Avec ces nouveaux sites d’actualités horlogères en vidéos plus ou moins décalées, agressives ou fantasques, la communication sur les montres vit une mutation au moins égale à celle qui avait permis aux médias en ligne de supplanter les médias imprimés. Les années 2020 s’effacent, et avec elles les sites qui avaient tenté de faire souffler un vent nouveau sur les contenus horlogers. Une révolution générationnelle se prépare !
On peut estimer qu’il était temps : après un effort considérable d’évangélisation horlogère entrepris depuis la fin des années 1990, les « vieux » médias horlogers ont l’âge de leurs artères et ça se voit : ils ont vieilli en même temps que leurs lecteurs, partis depuis longtemps s’informer ailleurs. Les nouvelles générations ne respectent pas plus les sites qualifiés de « référents », dont on sait à présent la dépendance financière des grands annonceurs et les biais éditoriaux au service d’intérêts qui ne sont pas ceux des lecteurs. Il appartient aujourd’hui à la caste médiatique horlogère de se tourner vers la génération milléniale pour y répandre une « bonne parole » horlogère plus pertinente que celle des jeunes acteurs de cette révolution : il faut tout simplement recommencer les efforts de promotion de la culture horlogère qui avaient permis à l’horlogerie de connaître deux quasi-décennies de bulle et de croissance.
Il y va de l’avenir de toute une industrie, qui se doit de réenchanter les montres traditionnelles qu’on porte au poignet et de réinventer de bonnes raisons de porter des montres qui ne soient pas connectées : question de créativité, de passion, de plaisir, de significations nouvelles et d’accessibilité.
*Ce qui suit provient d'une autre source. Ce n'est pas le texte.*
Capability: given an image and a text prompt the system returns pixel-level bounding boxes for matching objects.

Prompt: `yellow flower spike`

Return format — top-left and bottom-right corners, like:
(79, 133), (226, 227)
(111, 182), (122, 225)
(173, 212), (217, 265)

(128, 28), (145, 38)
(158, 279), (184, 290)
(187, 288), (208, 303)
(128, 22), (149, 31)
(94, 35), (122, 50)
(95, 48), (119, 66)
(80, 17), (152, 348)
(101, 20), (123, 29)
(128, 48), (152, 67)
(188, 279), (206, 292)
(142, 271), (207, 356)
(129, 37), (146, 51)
Les nouveaux acteurs de la communication par l’image vidéo ont compris qu’il y avait un problème et ils l’expriment à leur manière, même s’ils n’ont pas forcément – à quelques exceptions près – trouvé la bonne solution à ce problème. C’est tout le défi de ces prochaines années pour les communicants de l’horlogerie : comment recoller au train générationnel qui est en train de quitter le quai sans eux…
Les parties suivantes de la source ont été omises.